Cover - Carola Rackete: "Handeln statt Hoffen"
Cover des Buches, das am 4. November erscheint (Droemer-Verlag)

Bekannt geworden sei sie zwar mit "21 Tagen ihres Lebens" in der Seenotrettung, im Klima- und Umweltschutz engagiere sie sich jedoch schon viel länger, berichtete Rackete, die seit einem Jahr auch der Bewegung Extiction Rebellion angehört. Nach eigener Aussage verbrachte die studierte Naturschutzmanagerin die letzten sieben Polarsommer in der Antarktis auf einem Forschungsschiff und habe auch am Nordpol das Eis schwinden sehen. Die Zerstörung der Ökosysteme sei kein Problem, sondern eine existenzielle Krise. Ob wir als Menschheit weiterleben wollen, sei die entscheidende Frage. Wir stünden vor der Wahl: Radikale Transformation oder gesellschaftlicher Kollaps? Wir müssten über die Werte unserer Gesellschaft reden: Wichtig sei nicht Konsum, sondern Gesundheit, die Erhaltung der Natur, gegenseitige Wertschätzung. "Brauchen wir immer mehr oder gibt es ein 'genug'?", fragte sie in den vollen Raum. Was den Umgang mit unseren Ökosystemen angeht, könnten wir viel von indigenen Bevölkerungen lernen. Sie seien es, die 80 Prozent der weltweiten Biodiversität schützten. Wir müssten weg von der Macht-euch-die-Erde-Untertan-Haltung, die die Bibel und Descartes proklamierten.

Das sei jedoch schwierig, fuhr die 31-Jährige fort, da die Gesellschaft "durch die profitierenden Unternehmen aktiv fehlgeleitet und missinformiert" werde, indem diese Forschung finanzierten, die versuche, Fakten zu verschleiern und eine progressive Gesetzgebung zu verhindern. Sie erzählte, dass es bereits Überlegungen gebe, den Straftatbestand des "Ökozids" – analog zum Genozid – zu schaffen, um damit Unternehmen und Personen zur Rechenschaft ziehen zu können, die die weltweite Zerstörung vorantreiben.

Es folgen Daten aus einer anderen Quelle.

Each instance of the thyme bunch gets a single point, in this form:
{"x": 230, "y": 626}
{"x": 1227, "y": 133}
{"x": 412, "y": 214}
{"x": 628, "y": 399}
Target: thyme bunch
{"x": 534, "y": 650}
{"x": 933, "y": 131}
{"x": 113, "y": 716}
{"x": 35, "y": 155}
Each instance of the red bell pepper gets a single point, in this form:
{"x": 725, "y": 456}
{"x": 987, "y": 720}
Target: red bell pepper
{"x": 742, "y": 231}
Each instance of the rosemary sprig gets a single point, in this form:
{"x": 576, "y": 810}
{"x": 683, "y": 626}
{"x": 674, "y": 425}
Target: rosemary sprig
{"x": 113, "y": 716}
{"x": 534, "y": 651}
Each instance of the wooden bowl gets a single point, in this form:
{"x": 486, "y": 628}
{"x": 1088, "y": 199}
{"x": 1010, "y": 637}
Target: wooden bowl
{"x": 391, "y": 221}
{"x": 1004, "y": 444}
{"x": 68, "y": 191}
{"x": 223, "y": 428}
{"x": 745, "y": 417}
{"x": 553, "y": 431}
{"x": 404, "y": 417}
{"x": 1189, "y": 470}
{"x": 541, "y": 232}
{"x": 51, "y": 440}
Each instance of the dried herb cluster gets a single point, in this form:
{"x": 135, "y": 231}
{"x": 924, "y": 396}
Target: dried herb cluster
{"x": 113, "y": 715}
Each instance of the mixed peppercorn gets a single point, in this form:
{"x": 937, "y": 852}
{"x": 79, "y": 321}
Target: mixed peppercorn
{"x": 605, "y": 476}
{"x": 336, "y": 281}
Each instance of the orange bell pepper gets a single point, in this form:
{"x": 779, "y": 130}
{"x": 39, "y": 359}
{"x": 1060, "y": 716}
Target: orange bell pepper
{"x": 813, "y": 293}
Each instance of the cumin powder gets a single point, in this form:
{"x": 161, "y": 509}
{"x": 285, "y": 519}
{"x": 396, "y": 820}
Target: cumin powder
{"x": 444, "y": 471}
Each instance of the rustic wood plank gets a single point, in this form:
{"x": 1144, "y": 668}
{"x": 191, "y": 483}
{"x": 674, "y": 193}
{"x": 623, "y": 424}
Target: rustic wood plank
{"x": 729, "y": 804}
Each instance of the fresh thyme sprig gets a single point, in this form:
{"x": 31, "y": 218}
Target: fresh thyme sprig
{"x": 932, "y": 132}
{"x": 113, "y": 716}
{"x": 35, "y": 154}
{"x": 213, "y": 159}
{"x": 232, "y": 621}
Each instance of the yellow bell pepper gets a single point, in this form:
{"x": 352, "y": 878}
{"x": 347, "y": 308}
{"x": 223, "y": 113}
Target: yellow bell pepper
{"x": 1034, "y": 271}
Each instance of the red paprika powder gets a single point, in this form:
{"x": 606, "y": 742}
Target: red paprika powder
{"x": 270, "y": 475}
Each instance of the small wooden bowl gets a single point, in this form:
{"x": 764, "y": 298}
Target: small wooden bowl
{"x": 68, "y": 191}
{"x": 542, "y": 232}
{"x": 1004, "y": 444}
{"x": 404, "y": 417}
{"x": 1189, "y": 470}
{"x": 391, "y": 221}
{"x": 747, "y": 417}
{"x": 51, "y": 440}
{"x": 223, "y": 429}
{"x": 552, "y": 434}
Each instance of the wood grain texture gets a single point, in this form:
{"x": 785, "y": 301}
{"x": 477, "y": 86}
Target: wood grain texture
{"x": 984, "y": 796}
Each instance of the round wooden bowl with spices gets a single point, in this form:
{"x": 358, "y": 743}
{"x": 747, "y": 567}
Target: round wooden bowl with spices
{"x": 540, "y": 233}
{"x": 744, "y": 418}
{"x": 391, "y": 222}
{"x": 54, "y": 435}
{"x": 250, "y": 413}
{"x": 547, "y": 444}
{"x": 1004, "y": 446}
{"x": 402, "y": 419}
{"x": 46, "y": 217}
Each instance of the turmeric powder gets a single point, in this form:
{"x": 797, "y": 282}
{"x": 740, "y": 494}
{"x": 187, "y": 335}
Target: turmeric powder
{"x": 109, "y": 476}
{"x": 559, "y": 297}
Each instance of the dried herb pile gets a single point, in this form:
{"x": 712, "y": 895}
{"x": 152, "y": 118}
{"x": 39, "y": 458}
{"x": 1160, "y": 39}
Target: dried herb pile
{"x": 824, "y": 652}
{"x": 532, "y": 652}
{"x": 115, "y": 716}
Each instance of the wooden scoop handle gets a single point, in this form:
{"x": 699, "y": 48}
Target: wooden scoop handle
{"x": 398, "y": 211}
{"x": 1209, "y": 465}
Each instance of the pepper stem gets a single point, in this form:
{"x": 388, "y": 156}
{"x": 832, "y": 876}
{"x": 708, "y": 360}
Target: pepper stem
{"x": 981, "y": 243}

Die Industriestaaten seien hier in der Verantwortung, denn sie seien schuld an den Klimaveränderungen, welche die Entwicklungsländer bereits jetzt zu spüren bekämen, doch die kolonialen Machtstrukturen setzten sich fort.

Hier zeigt sich auch die Verbindung zum Engagement in der Seenotrettung: Die Menschen würden schon jetzt vor den Folgen des Klimawandels fliehen, der ihre Lebensgrundlagen zerstöre, sagte die Autorin, und sie prophezeite auch eine Zunahme bewaffneter Konflikte. Die Geflohenen wünschten sich jedoch, dass ihre Heimat erhalten bleibe und man müsse ihnen die Möglichkeit, das "Recht auf ein Daheimbleiben", garantieren. Darüber hinaus müsse es außerdem einen eigenen Schutzstatus für Klimaflüchtlinge geben, da sie nicht unter die Genfer Flüchtlingskonvention fielen. Auch zur Verteilung hatte sie einen Vorschlag: Der sogenannte "Klimapass" sehe vor, dass die Länder, die am meisten CO₂ ausgestoßen haben, die meisten Geflüchteten aufnehmen müssten.

Carola Rackete
Foto: © Evelin Frerk

Carola Rackete hat ihr Buch, dessen Erlöse sie der Flüchtlingsorganisation borderline-europe – Menschenrechte ohne Grenzen spenden will, den "Opfern des zivilen Gehorsams" gewidmet. Maßnahmen des zivilen Ungehorsams, wie sie Extinction Rebellion derzeit durchführt, findet sie angesichts der Situation angemessen, auch wenn sie nicht jede einzelne Aktion gutheiße. Da die Entscheidungen im Parlament nicht zum Wohle der Allgemeinheit oder dem der nächsten Generation getroffen würden, forderte sie, eine "echte Demokratie" herzustellen. Sie plädierte dafür, einen "Bürgerrat" einzusetzen, der für ein Jahr ausgelost wird. Diese Volksvertreter, die kein Interesse an einer Karriere oder Wiederwahl hätten, könnten Maßnahmen vorschlagen, die sozial gerecht seien.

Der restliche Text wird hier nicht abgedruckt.